I called my older sister in Los Angeles to tell her of my wonderful discovery. It turned out she and my oldest brother also were big fans of Rodriguez. My oldest brother, who back then had a rock and roll band, in fact used to play his music at the band’s gigs all the time. My sister, who used to deejay at DZUP, the student station of the University of the Philippines, had a copy of the entire album, Coming to Reality, and swears she had played the album so much at the station her copy was virtually all worn down.
The fate of Rodriguez’s music in Manila did not end as gloriously as it did in South Africa. In 1972, Marcos declared martial law and sequestered all radio stations. That put a definite end to any airplay of Rodriguez’s two hits (To Whom It May Concern was already starting to pick up a lot of notice as well). Marcos not only banned rock music, but also portraits of any musicians with long hair, calling the look decadent and demonic. Rodriguez, with his lush, long hair, would certainly have been censored. The military raided the UP campus, and I believe everything in the radio station was either confiscated or destroyed. I never knew, until I saw Searching for Sugarman, that most of Rodriguez’s music was anti-establishment and political, but perhaps the Marcos intelligence people knew, and that was enough reason to put him on the censors’ radar.

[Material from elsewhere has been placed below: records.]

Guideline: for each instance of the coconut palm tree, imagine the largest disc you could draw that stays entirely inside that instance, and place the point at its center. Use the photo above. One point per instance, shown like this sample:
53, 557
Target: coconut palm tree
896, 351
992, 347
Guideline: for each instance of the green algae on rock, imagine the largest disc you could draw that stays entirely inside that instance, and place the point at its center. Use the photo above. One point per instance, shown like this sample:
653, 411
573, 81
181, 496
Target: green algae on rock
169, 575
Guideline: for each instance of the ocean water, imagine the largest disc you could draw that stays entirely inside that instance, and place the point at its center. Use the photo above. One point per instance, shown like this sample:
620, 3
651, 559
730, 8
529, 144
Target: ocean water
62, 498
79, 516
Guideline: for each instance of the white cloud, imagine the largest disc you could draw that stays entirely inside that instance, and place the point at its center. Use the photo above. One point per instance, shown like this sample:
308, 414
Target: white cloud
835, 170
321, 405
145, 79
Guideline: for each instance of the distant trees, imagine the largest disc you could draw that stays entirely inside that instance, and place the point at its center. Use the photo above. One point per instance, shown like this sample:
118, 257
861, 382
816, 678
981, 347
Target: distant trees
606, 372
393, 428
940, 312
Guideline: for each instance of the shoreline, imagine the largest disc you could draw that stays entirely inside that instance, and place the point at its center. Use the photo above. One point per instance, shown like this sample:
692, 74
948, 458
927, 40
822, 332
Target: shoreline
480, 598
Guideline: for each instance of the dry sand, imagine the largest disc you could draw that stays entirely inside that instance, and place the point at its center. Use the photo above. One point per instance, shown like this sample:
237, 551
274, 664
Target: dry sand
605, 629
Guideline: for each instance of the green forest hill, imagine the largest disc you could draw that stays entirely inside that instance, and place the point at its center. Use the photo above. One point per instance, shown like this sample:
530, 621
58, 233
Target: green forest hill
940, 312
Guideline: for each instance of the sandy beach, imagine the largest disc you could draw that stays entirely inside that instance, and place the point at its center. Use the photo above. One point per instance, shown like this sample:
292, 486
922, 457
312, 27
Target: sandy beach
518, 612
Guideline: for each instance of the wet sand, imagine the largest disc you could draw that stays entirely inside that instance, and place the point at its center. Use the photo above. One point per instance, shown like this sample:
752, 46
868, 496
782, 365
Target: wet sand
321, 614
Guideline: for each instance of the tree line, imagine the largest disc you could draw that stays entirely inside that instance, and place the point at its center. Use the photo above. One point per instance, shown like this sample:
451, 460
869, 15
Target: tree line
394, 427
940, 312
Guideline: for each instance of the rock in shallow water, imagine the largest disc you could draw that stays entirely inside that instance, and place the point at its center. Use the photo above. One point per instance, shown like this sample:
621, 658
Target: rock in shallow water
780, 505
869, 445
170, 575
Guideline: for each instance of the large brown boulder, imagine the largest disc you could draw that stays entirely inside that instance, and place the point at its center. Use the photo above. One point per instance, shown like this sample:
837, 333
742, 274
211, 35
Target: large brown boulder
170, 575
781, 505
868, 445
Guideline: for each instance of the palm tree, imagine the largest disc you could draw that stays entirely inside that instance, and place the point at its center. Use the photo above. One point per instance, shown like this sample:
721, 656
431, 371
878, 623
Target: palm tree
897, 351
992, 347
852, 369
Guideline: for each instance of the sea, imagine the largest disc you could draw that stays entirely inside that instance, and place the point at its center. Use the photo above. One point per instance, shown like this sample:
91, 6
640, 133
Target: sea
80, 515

That definitely consigned Rodriguez’s music to extinction in Manila. But for years thereafter I continued to wonder who this musician was. I used to keep asking Diana, “Remember that Sixto Rodriguez, the brilliant guy who just vanished into thin air?” We didn’t know about the spectacular myths that sprouted in South Africa about his alleged death; we just presumed this guy probably just decided to stop singing, and wanted to be left alone.
Rediscovering Sixto Rodriguez in Searching for Sugarman has closed over forty years of wondering and questioning for me. I still love the music, anachronistic as it may sound today. These songs were part of the soundtrack of our years of innocence, the final year before the Philippines would be plunged into one of the darkest eras in its history. It amazes me to realize how, back then, we shared nearly the same aspirations as the South Africans, though their struggle was vastly different from ours. We wanted to change the world, we wanted love to reign supreme, and we paid attention to the musicians who told us we could and we should. We would never be so young or so hopeful again.